这部分代码是extras网络的。通过打印可以看到extras网络的各行执行哪些操作。是在VGG网络后又加了个尾巴。

def add_extras(cfg, i, batch_norm=False):
    # Extra layers added to VGG for feature scaling
    layers = []
    in_channels = i
    flag = False
    for k, v in enumerate(cfg):
        if in_channels != 'S':
            if v == 'S':
                layers += [nn.Conv2d(in_channels, cfg[k + 1],
                           kernel_size=(1, 3)[flag], stride=2, padding=1)]
            else:
                layers += [nn.Conv2d(in_channels, v, kernel_size=(1, 3)[flag])]
            flag = not flag
        in_channels = v
    return layers

生成VGG+extras网络代码如下。通过这个将上面两个网络生成出来。

def multibox(vgg, extra_layers, cfg, num_classes):
    loc_layers = []
    conf_layers = []
    vgg_source = [21, -2]
    for k, v in enumerate(vgg_source):
        loc_layers += [nn.Conv2d(vgg[v].out_channels,
                                 cfg[k] * 4, kernel_size=3, padding=1)]
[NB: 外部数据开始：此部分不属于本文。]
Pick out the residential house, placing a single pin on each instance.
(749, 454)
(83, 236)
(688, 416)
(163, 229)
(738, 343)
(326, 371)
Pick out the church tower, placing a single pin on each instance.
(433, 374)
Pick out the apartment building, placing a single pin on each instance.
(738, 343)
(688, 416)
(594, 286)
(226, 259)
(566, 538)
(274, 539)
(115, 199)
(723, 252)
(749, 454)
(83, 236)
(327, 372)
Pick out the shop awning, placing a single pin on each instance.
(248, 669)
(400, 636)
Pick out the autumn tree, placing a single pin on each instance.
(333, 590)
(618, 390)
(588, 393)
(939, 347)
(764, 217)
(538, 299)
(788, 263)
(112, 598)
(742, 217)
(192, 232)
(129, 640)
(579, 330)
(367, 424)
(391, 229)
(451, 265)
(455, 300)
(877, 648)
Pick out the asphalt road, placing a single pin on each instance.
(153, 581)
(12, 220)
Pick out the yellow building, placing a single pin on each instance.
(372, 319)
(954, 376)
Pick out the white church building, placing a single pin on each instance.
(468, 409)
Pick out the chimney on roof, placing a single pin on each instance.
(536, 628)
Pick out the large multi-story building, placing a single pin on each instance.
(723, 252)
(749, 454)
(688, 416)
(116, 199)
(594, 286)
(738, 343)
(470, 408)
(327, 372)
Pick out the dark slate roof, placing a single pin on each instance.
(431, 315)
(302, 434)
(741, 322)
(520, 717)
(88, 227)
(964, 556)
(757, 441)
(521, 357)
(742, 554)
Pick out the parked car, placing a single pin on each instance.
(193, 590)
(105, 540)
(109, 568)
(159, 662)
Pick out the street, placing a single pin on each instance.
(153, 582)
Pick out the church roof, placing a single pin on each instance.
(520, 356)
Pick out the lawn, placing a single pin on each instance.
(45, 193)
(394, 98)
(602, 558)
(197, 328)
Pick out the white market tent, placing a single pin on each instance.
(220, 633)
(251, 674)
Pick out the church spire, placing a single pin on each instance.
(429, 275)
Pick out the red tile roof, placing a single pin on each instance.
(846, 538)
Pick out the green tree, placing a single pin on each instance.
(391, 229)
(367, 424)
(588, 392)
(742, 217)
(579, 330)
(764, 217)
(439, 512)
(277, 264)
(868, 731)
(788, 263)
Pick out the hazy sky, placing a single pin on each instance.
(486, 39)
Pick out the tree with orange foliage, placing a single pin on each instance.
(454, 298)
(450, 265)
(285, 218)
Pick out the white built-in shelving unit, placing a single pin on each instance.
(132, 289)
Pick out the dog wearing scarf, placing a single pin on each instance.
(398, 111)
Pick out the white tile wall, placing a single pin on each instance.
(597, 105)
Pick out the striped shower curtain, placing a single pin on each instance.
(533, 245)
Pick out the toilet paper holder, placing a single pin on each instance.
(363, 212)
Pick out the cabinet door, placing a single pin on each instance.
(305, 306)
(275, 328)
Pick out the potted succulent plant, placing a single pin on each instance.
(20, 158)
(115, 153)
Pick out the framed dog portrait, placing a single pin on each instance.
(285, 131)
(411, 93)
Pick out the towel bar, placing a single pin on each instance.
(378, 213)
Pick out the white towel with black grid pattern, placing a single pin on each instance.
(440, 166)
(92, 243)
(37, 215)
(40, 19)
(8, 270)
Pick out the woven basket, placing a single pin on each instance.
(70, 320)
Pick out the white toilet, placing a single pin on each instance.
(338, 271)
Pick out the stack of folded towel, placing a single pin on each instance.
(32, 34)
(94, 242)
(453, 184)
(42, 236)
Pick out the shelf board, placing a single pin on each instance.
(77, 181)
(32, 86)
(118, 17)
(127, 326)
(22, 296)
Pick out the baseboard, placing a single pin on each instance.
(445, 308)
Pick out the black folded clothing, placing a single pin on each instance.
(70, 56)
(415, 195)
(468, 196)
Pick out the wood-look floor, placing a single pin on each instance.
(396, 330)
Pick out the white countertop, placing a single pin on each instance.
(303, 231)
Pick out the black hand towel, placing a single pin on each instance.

        conf_layers += [nn.Conv2d(vgg[v].out_channels,
                        cfg[k] * num_classes, kernel_size=3, padding=1)]
                        
    for k, v in enumerate(extra_layers[1::2], 2):
        loc_layers += [nn.Conv2d(v.out_channels, cfg[k]
                                 * 4, kernel_size=3, padding=1)]
        conf_layers += [nn.Conv2d(v.out_channels, cfg[k]
                                  * num_classes, kernel_size=3, padding=1)]
    print("loc_layers =", loc_layers)                           
    return vgg, extra_layers, (loc_layers, conf_layers)

总的可运行代码如下：

#encoding=utf-8
import torch
import torch.nn as nn
import torch.nn.functional as F
from torch.autograd import Variable
#from data import voc, coco
import os

from torch.autograd import Function
import torch.nn.init as init

class L2Norm(nn.Module):
    def __init__(self,n_channels, scale):
        super(L2Norm,self).__init__()
        self.n_channels = n_channels
        self.gamma = scale or None
        self.eps = 1e-10
        self.weight = nn.Parameter(torch.Tensor(self.n_channels))
        self.reset_parameters()

    def reset_parameters(self):
        init.constant_(self.weight,self.gamma)

    def forward(self, x):
        norm = x.pow(2).sum(dim=1, keepdim=True).sqrt()+self.eps
        #x /= norm
        x = torch.div(x,norm)
        out = self.weight.unsqueeze(0).unsqueeze(2).unsqueeze(3).expand_as(x) * x
        return out

class SSD(nn.Module):
    """Single Shot Multibox Architecture
    The network is composed of a base VGG network followed by the
    added multibox conv layers.  Each multibox layer branches into
        1) conv2d for class conf scores
        2) conv2d for localization predictions
        3) associated priorbox layer to produce default bounding
           boxes specific to the layer's feature map size.
    See: https://arxiv.org/pdf/1512.02325.pdf for more details.

    Args:
        phase: (string) Can be "test" or "train"
        size: input image size
        base: VGG16 layers for input, size of either 300 or 500
        extras: extra layers that feed to multibox loc and conf layers
        head: "multibox head" consists of loc and conf conv layers
    """

    def __init__(self, phase, size, base, extras, head, num_classes):
        super(SSD, self).__init__()
        self.phase = phase
        self.num_classes = num_classes
        #self.cfg = (coco, voc)[num_classes == 21]
        #self.priorbox = PriorBox(self.cfg)
        #self.priors = Variable(self.priorbox.forward(), volatile=True)
        self.size = size

        # SSD network
        self.vgg = nn.ModuleList(base)
        # Layer learns to scale the l2 normalized features from conv4_3
        self.L2Norm = L2Norm(512, 20)
        self.extras = nn.ModuleList(extras)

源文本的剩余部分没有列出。